Kabar terkait kesepakatan damai antara AS dan Iran membuat USD tetap defensif, yang pada gilirannya sedikit memberi ruang bagi logam mulia untuk mempertahankan momentum. Ketidakpastian kebijakan moneter menambah kehati-hatian para trader sambil menunggu sinyal dari dua hari pertemuan FOMC tersebut.
Keputusan FOMC nanti diperkirakan akan menentukan arah permintaan dolar dan memberi dorongan bagi logam mulia. Pasar juga menimbang kemungkinan adanya kenaikan suku bunga sebesar 25 basis poin pada Desember, meskipun tingkat probabilitasnya masih beragam di sekitar 60%.
Dari sisi teknis, pasangan XAU/USD tetap terjaga di dekat level retracement 38.2% Fibonacci dari penurunan April–Juni dan berada di bawah Moving Average (MA) 200 hari yang menurun, menjaga bias jangka menengah bearish. Kondisi ini menahan potensi kenaikan lebih lanjut dalam waktu dekat.
RSI berada di sekitar 44 dan MACD menunjukkan sedikit positif, menandakan stabilisasi namun momentum upside belum meyakinkan. Trader sebaiknya menunggu konfirmasi breakout di atas level kunci sebelum mengandalkan bullish pelarian.
Rintangan utama berada di sekitar 4400 dolar, dengan konflu 50% Fibo dan 200 hari SMA di sekitar 4445–4450. Sisi bawah terlihat di 4227 dan kemudian 4022; penutupan harian di atas 4400 diperlukan untuk mengurangi tekanan bearish dan membuka jalan menuju level lebih tinggi.

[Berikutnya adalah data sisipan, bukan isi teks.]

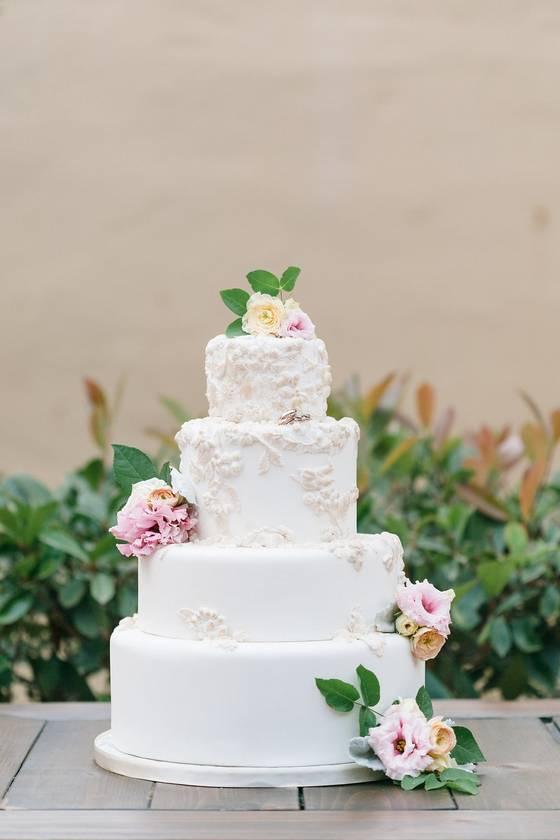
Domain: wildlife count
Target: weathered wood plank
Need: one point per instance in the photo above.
(291, 825)
(16, 739)
(59, 711)
(190, 798)
(523, 769)
(59, 772)
(377, 796)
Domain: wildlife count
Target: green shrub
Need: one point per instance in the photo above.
(463, 521)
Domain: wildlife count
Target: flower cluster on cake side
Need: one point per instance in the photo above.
(424, 617)
(407, 742)
(266, 311)
(160, 509)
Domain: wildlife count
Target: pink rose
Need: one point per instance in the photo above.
(425, 605)
(427, 643)
(297, 324)
(402, 741)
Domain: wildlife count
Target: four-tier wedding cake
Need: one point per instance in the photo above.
(253, 579)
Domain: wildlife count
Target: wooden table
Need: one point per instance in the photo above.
(52, 789)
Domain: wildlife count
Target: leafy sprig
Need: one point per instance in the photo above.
(261, 281)
(343, 696)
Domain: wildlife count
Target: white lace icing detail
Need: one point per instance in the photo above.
(260, 378)
(267, 538)
(209, 625)
(358, 629)
(353, 551)
(321, 495)
(395, 554)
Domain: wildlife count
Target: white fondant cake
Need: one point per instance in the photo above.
(213, 682)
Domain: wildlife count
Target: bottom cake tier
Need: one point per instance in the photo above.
(252, 705)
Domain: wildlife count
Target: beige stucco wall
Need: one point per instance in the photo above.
(405, 154)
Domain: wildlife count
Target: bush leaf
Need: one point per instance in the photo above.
(235, 299)
(424, 702)
(131, 465)
(466, 750)
(264, 281)
(338, 694)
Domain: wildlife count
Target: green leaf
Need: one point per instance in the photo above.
(102, 587)
(72, 592)
(62, 541)
(526, 635)
(466, 750)
(495, 575)
(424, 702)
(165, 473)
(176, 409)
(455, 774)
(16, 608)
(130, 465)
(367, 720)
(338, 694)
(264, 281)
(289, 277)
(467, 785)
(433, 783)
(549, 605)
(27, 490)
(369, 686)
(235, 299)
(515, 536)
(411, 782)
(500, 636)
(235, 329)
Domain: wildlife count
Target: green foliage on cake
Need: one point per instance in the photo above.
(480, 515)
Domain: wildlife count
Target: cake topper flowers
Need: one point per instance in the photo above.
(160, 509)
(407, 742)
(266, 311)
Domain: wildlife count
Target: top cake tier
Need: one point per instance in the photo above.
(260, 378)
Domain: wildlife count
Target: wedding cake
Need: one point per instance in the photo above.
(257, 582)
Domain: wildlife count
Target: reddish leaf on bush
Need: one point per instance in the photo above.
(536, 442)
(530, 483)
(483, 501)
(375, 395)
(555, 425)
(425, 404)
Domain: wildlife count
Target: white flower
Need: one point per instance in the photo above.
(264, 315)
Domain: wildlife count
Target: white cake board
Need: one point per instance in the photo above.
(110, 758)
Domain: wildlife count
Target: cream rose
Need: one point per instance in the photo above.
(163, 495)
(427, 643)
(264, 315)
(442, 738)
(405, 625)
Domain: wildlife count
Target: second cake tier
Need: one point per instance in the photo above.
(288, 593)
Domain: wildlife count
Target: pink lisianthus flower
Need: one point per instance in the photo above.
(425, 605)
(403, 741)
(153, 516)
(297, 324)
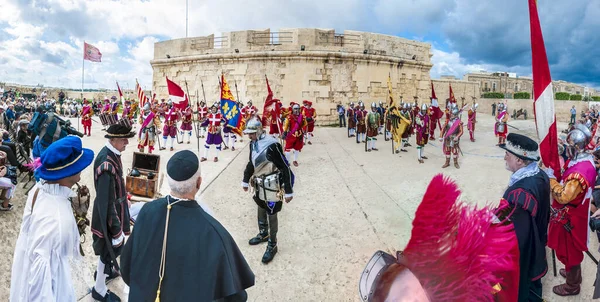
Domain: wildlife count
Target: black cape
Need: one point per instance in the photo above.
(203, 262)
(530, 198)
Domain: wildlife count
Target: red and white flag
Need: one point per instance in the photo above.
(177, 96)
(543, 106)
(91, 53)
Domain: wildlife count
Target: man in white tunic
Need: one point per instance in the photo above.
(49, 237)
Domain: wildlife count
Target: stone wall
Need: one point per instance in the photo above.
(562, 108)
(301, 64)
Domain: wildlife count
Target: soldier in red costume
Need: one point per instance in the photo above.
(293, 133)
(311, 115)
(202, 115)
(568, 231)
(170, 127)
(86, 117)
(186, 123)
(472, 117)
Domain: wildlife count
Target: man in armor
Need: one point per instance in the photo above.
(422, 128)
(214, 121)
(170, 127)
(451, 133)
(351, 115)
(568, 230)
(202, 115)
(150, 123)
(186, 124)
(293, 134)
(472, 117)
(269, 174)
(361, 127)
(500, 128)
(86, 117)
(372, 128)
(310, 114)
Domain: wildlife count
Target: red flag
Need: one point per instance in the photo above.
(176, 94)
(141, 95)
(543, 106)
(452, 98)
(91, 53)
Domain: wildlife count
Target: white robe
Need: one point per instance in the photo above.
(48, 240)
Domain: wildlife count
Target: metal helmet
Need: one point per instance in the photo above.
(577, 140)
(253, 126)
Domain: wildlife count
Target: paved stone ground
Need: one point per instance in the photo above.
(348, 203)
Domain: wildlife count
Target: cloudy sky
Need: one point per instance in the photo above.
(41, 41)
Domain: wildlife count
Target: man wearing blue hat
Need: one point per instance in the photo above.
(110, 217)
(49, 237)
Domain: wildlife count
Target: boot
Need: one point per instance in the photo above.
(447, 163)
(269, 253)
(572, 285)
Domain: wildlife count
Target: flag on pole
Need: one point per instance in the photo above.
(391, 103)
(229, 108)
(91, 53)
(543, 106)
(176, 95)
(141, 95)
(121, 95)
(452, 98)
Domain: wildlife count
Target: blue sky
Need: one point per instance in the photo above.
(41, 41)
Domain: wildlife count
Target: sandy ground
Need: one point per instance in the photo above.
(348, 204)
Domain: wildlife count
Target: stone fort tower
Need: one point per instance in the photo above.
(318, 65)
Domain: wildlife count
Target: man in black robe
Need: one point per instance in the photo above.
(528, 195)
(110, 216)
(202, 261)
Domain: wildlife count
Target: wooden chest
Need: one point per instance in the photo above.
(142, 185)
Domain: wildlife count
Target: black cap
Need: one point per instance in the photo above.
(182, 165)
(119, 131)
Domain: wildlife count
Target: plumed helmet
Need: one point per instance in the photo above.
(253, 126)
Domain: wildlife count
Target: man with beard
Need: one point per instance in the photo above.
(269, 173)
(293, 134)
(528, 195)
(110, 216)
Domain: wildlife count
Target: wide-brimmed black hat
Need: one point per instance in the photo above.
(522, 147)
(119, 131)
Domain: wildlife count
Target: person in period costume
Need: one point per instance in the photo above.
(293, 133)
(177, 251)
(501, 126)
(49, 239)
(170, 128)
(372, 128)
(450, 136)
(472, 120)
(202, 115)
(351, 115)
(422, 128)
(110, 216)
(361, 126)
(86, 117)
(269, 174)
(150, 123)
(214, 121)
(528, 196)
(568, 231)
(456, 252)
(186, 123)
(311, 115)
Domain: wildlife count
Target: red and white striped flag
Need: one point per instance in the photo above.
(141, 95)
(543, 106)
(91, 53)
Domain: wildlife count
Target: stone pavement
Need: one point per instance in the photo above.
(348, 204)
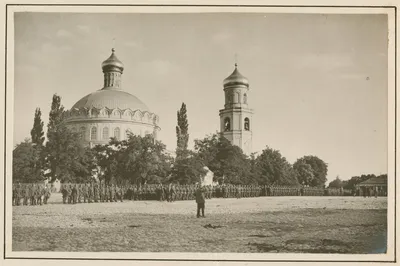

Jika skenario bullish terwujud dan harga menutup harian di atas 4400, peluang menuju 4560 dan level lebih tinggi bisa terbuka seiring berjalannya waktu. Trader dapat memanfaatkan konsolidasi untuk menambah posisi pada breakout yang teruji.
Rencana contoh: entry di sekitar 4300–4320 dengan stop di 4200 dan target pertama di 4560. Rasio hadiah sekitar 1:2,5 atau lebih tinggi tergantung dinamika pasar.
Manajemen risiko tetap krusial mengingat volatilitas terkait keputusan FOMC. Trader perlu memperbarui ekspektasi terhadap kebijakan Fed dan potensi perubahan arah dolar AS sepanjang siklus pertemuan.